Arachnoid granulations (AG) are poorly investigated. Historical reports suggest that they regulate brain volume by passively transporting cerebrospinal fluid (CSF) into dural venous sinuses. Here, we studied the microstructure of cerebral AG in humans with the aim of understanding their roles in physiology.
We discovered marked variations in AG size, lobation, location, content, and degree of surface encapsulation. High-resolution microscopy shows that AG consist of outer capsule and inner stromal core regions.
This study depicts for the first time microscopic networks of internal channels that communicate with perisinus spaces, suggesting that AG subserve important functions as transarachnoidal flow passageways.
These data raise new theories regarding glymphatic–lymphatic coupling and mechanisms of CSF antigen clearance, homeostasis, and diseases.
reference link : https://rupress.org/jem/article/220/2/e20220618/213737/Arachnoid-granulations-are-lymphatic-conduits-that
Arachnoid granulations (AG), which are also known as Pacchionian bodies, uniquely localize to the mammalian brain–dura interface and remain minimally investigated across species.
Conversely, Weed conjectured that AG house internal channels that facilitate egress of cerebrospinal fluid (CSF; Weed, 1914; Weed, 1917). Since these early classical works, AG have generally been regarded as the primary CSF outflow paths responsible for brain volume regulation in humans (Welch and Friedman, 1959; Welch and Friedman, 1960; Wolpow and Schaumburg, 1972).
Yet, the precise functions and structure of fluid pathways within AG have remained elusive, and the morphology, cytology, and anatomical relationships of AG have been a matter of debate over centuries, leaving unanswered questions regarding their biological significance at CNS interfaces.

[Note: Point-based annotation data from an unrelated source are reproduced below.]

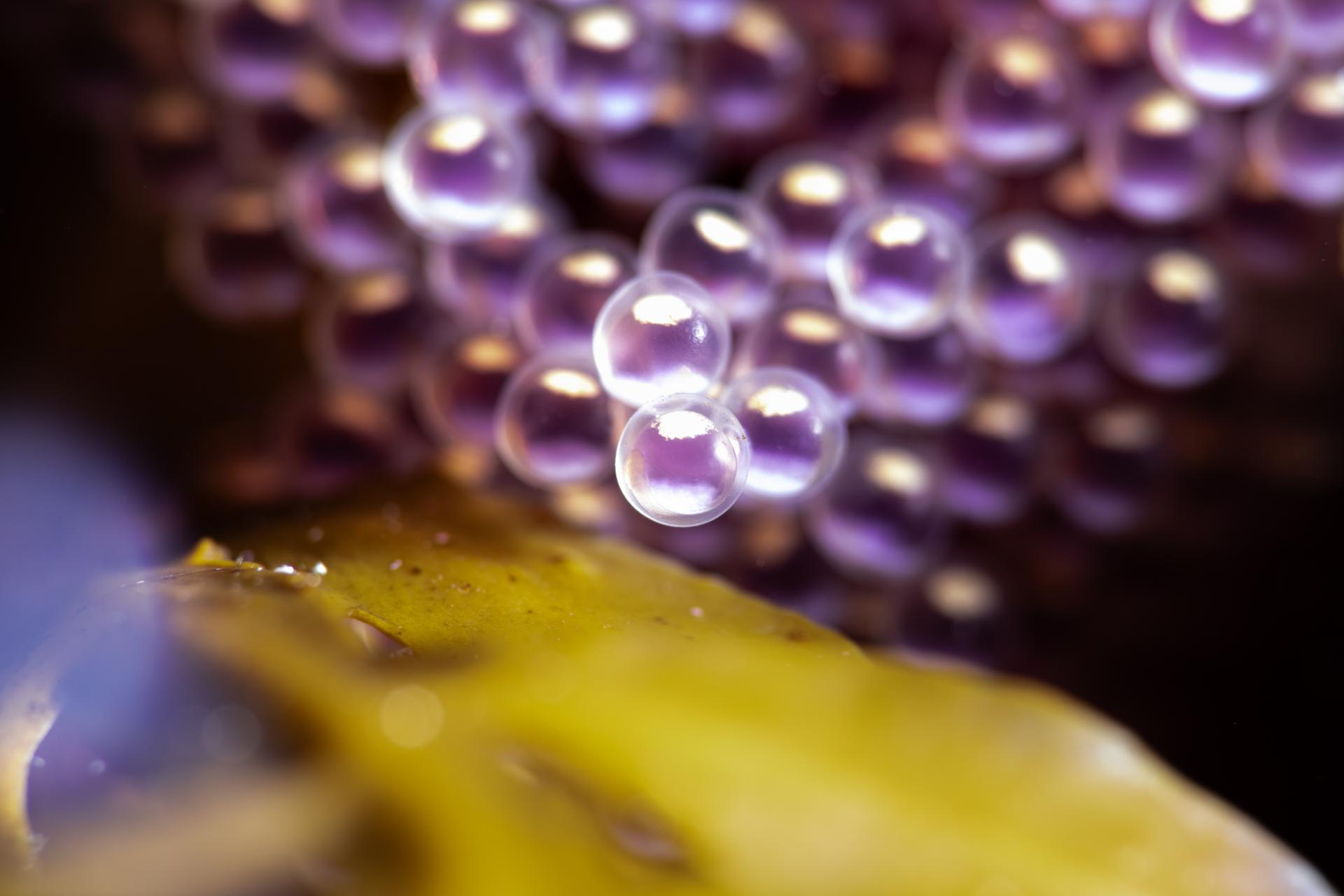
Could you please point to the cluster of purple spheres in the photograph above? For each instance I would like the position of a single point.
(746, 253)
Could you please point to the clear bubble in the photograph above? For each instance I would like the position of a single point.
(683, 460)
(454, 169)
(368, 331)
(565, 288)
(882, 516)
(1298, 140)
(252, 50)
(752, 77)
(918, 162)
(598, 69)
(235, 260)
(457, 387)
(473, 52)
(1028, 298)
(926, 381)
(1014, 101)
(368, 33)
(898, 269)
(808, 191)
(1224, 52)
(796, 431)
(1168, 326)
(480, 277)
(990, 460)
(1158, 156)
(811, 336)
(337, 210)
(657, 335)
(722, 241)
(554, 424)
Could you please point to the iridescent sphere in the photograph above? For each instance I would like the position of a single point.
(809, 191)
(918, 162)
(1168, 326)
(815, 339)
(458, 387)
(990, 460)
(369, 33)
(1028, 298)
(479, 277)
(1225, 52)
(252, 50)
(752, 77)
(796, 431)
(337, 210)
(1298, 140)
(554, 424)
(882, 514)
(473, 52)
(368, 331)
(235, 261)
(648, 164)
(722, 241)
(1107, 472)
(1158, 156)
(1015, 101)
(565, 288)
(1317, 29)
(454, 169)
(926, 381)
(598, 69)
(683, 460)
(660, 335)
(898, 269)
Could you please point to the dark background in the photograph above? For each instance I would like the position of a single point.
(1218, 634)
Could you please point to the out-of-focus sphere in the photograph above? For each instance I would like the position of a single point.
(566, 286)
(926, 381)
(454, 169)
(722, 241)
(1317, 29)
(796, 431)
(1298, 140)
(1158, 156)
(458, 387)
(882, 514)
(657, 335)
(917, 160)
(1014, 102)
(369, 330)
(683, 460)
(815, 339)
(1028, 298)
(752, 77)
(337, 210)
(898, 269)
(479, 277)
(475, 52)
(598, 69)
(809, 191)
(1224, 52)
(252, 50)
(554, 424)
(369, 33)
(1168, 327)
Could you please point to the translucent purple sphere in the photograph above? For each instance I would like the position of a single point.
(565, 286)
(554, 424)
(657, 335)
(796, 431)
(683, 460)
(722, 241)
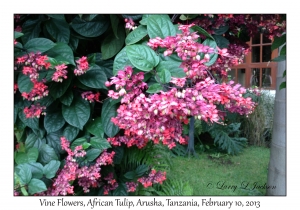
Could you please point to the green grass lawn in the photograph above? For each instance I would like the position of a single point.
(244, 174)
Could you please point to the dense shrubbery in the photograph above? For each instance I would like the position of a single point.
(97, 97)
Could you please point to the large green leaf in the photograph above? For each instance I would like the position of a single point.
(67, 98)
(24, 173)
(53, 121)
(108, 111)
(160, 26)
(30, 122)
(114, 22)
(62, 53)
(94, 78)
(111, 45)
(100, 143)
(58, 29)
(51, 168)
(95, 127)
(31, 29)
(36, 186)
(172, 67)
(93, 28)
(53, 140)
(121, 61)
(136, 35)
(142, 57)
(78, 113)
(36, 169)
(70, 132)
(24, 83)
(39, 45)
(47, 154)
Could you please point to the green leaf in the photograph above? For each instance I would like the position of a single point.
(32, 154)
(36, 169)
(222, 42)
(279, 58)
(31, 29)
(100, 143)
(114, 22)
(282, 85)
(202, 31)
(36, 186)
(221, 30)
(57, 16)
(78, 142)
(95, 127)
(24, 83)
(39, 45)
(108, 111)
(70, 133)
(53, 140)
(59, 30)
(136, 35)
(164, 76)
(121, 61)
(78, 113)
(278, 41)
(94, 78)
(160, 26)
(93, 28)
(47, 154)
(51, 168)
(172, 67)
(111, 45)
(67, 98)
(130, 175)
(73, 42)
(92, 154)
(142, 57)
(53, 121)
(141, 170)
(17, 34)
(154, 88)
(62, 53)
(24, 173)
(30, 122)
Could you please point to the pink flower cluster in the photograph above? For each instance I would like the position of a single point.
(131, 186)
(153, 178)
(90, 96)
(112, 184)
(38, 91)
(82, 66)
(126, 85)
(87, 176)
(34, 111)
(60, 73)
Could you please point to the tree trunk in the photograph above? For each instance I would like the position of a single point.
(277, 164)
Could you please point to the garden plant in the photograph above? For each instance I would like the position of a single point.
(98, 98)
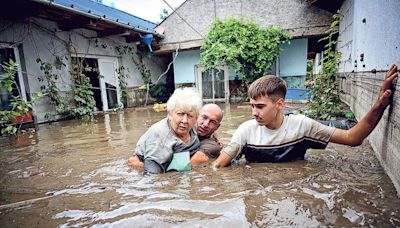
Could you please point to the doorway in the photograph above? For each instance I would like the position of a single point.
(103, 78)
(213, 84)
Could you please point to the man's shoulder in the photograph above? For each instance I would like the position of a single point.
(159, 128)
(249, 123)
(297, 119)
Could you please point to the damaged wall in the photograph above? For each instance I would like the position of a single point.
(295, 15)
(39, 38)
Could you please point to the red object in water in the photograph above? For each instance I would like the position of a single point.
(24, 118)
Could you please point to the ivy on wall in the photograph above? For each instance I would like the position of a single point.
(324, 102)
(243, 45)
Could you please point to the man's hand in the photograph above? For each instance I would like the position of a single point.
(387, 87)
(135, 163)
(356, 135)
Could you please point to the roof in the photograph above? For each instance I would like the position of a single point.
(73, 14)
(104, 11)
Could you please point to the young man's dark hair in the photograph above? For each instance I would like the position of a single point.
(271, 86)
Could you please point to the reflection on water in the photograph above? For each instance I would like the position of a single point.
(74, 173)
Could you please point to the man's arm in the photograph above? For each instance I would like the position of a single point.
(356, 135)
(135, 163)
(227, 155)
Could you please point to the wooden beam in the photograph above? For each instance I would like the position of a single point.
(73, 23)
(171, 47)
(114, 32)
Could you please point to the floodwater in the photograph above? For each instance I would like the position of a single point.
(75, 174)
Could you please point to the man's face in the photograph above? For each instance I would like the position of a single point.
(182, 120)
(208, 121)
(265, 111)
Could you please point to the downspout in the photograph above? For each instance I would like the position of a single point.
(59, 6)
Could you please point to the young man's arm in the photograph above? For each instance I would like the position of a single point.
(356, 135)
(227, 155)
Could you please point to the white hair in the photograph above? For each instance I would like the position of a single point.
(185, 97)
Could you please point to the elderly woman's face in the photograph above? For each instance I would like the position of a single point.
(182, 120)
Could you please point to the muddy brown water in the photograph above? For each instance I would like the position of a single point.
(74, 174)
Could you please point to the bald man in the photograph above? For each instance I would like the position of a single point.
(210, 117)
(209, 120)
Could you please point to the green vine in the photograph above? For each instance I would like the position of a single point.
(324, 101)
(18, 105)
(243, 45)
(82, 93)
(123, 84)
(49, 78)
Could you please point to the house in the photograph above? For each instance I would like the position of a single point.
(188, 24)
(369, 42)
(48, 37)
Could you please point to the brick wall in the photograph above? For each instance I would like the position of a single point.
(360, 92)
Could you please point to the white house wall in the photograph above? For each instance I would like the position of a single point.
(369, 28)
(293, 59)
(184, 66)
(296, 16)
(42, 39)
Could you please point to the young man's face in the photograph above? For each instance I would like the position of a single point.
(266, 111)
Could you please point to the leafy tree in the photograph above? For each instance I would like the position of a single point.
(243, 45)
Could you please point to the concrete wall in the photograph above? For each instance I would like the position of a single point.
(42, 39)
(372, 28)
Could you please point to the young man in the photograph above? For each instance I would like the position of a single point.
(273, 137)
(208, 121)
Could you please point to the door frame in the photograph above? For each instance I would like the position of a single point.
(103, 90)
(199, 69)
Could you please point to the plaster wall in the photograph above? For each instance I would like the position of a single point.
(42, 39)
(297, 16)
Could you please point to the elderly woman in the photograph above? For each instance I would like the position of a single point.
(176, 133)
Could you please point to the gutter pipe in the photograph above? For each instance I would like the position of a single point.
(59, 6)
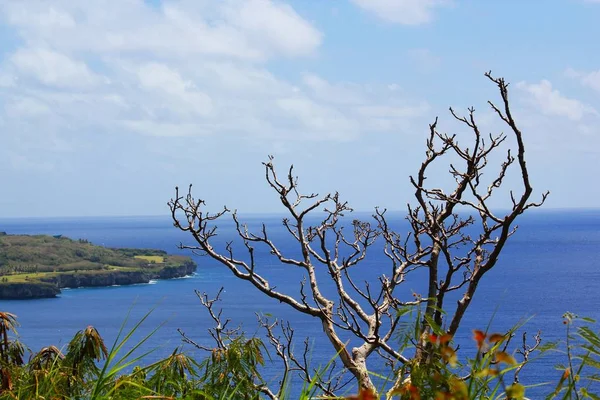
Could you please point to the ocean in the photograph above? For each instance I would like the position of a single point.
(550, 266)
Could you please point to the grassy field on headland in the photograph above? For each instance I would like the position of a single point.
(34, 266)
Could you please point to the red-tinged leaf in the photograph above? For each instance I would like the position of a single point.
(479, 337)
(445, 339)
(505, 358)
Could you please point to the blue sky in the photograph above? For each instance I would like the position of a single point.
(106, 106)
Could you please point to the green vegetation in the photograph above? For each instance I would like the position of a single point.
(152, 259)
(39, 265)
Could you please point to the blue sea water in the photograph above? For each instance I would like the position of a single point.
(550, 266)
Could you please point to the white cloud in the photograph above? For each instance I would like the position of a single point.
(54, 69)
(251, 30)
(183, 96)
(589, 79)
(551, 102)
(188, 68)
(6, 80)
(406, 12)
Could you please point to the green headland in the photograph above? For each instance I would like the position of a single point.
(39, 266)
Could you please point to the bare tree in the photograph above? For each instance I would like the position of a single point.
(440, 241)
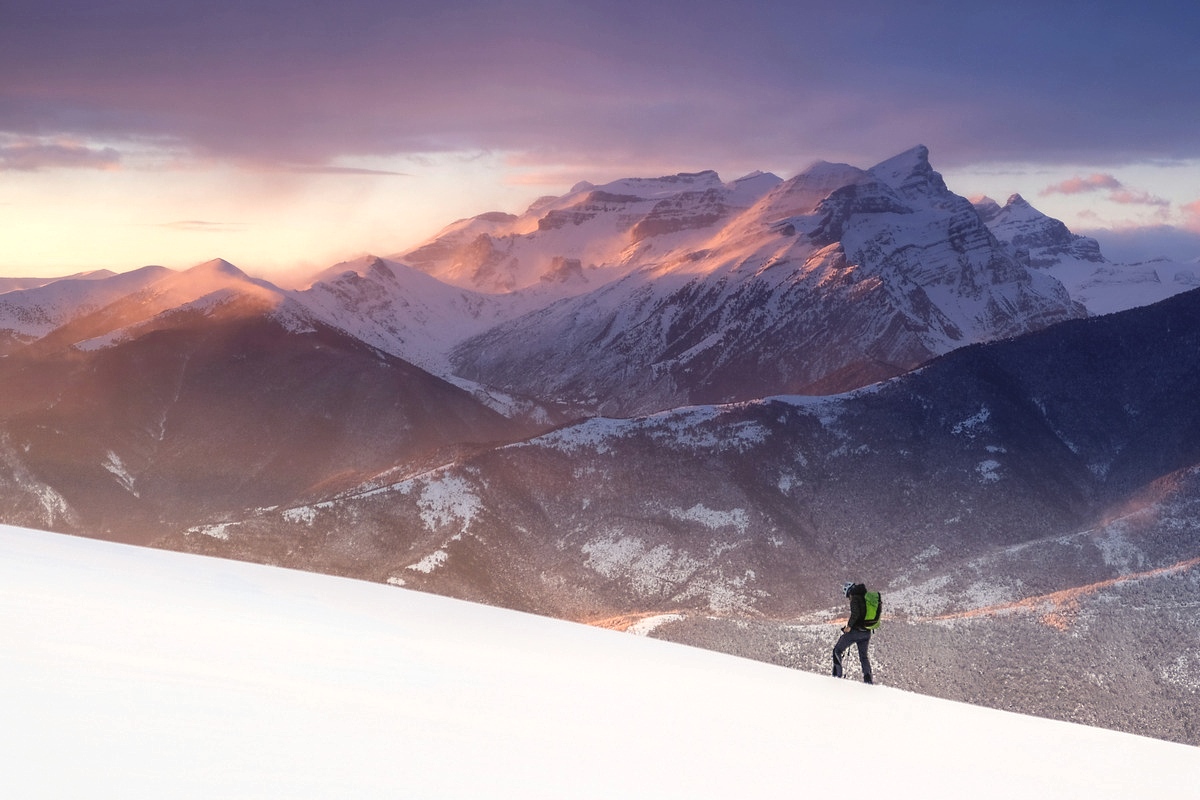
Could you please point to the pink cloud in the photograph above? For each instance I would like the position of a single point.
(1192, 216)
(33, 156)
(1132, 197)
(1080, 185)
(1103, 182)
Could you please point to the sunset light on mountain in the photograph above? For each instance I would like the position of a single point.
(286, 137)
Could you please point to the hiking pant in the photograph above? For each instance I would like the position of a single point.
(863, 639)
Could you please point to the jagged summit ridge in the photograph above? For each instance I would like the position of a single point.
(828, 281)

Increasing data suggest that CSF circulation serves critical roles in brain maintenance (Louveau et al., 2015; Da Mesquita et al., 2018a; Mestre et al., 2020). Yet, specific mechanisms and pathways involved in CSF passage within intracranial cavities remain incompletely explained (Keep et al., 2019; Rustenhoven et al., 2021).
Historical literature asserts that AG protrude through dura, permitting CSF drainage into dural venous spaces (DVS, i.e., dural venous sinuses, dural veins, and lacunae; Kida et al., 1988; Kida et al., 1993; Welch and Pollay, 1961). Dura and arachnoid mater have been suggested to fuse focally on AG at DVS sites and, consequently, it has been concluded that AG and DVS lumina communicate (Gomez et al., 1974; Nabeshima et al., 1975).
However, direct evidence and precise mechanisms and pathways by which CSF is transported within and across AG have not been delineated, and investigation of this tissue is challenging in live humans. Microscopic endothelial-lined gaps, pores, and/or surface crypts have been represented on a few postmortem AG surfaces at DVS interfaces (Gomez et al., 1974; Kida et al., 1988).
Some researchers have speculated that internal endothelial-lined nonvascular tubules permit passive fluid flux across AG via open and direct communications (Gomez et al., 1974; Welch and Friedman, 1960; Upton and Weller, 1985), though others purport that AG fluid transmits into DVS via transcellular movement (Kida et al., 1988; Kida et al., 1993; Tripathi, 1977; Weller et al., 2018). To date, the delicate histology of AG has yet to be fully elucidated.
We show that human AG are comprised of a central collagen framework that is variably encapsulated and only a subset associate with DVS tissues. We also demonstrate that internal collagen forms a stromal meshwork and definitively depict for the first time immune cell enrichment within AG cores. Furthermore, we illustrate that AG domes border nonsinus spaces.
Given published in vivo tracer evidence and data presented here, it is inferred that AG fluid permeates freely into perisinus and diploic compartments, and we conclude that AG serve as CSF reservoirs and immune hubs at meningeal interfaces.
This study also characterizes prominent age-associated degenerative changes, which may be due to fluid stasis and likely account for anatomic discrepancies in prior reports. In light of recent insights regarding intracerebral fluid movement and the existence of meningeal lymphatic channels in mammalian species (Absinta et al., 2017; Louveau et al., 2015; Da Mesquita et al., 2018a) this work provides a novel conceptual framework for understanding and investigating glymphatic–lymphatic flow and brain antigen processing in mammals and may provide new clues into the neurophysiology and pathogenesis of a range of diseases.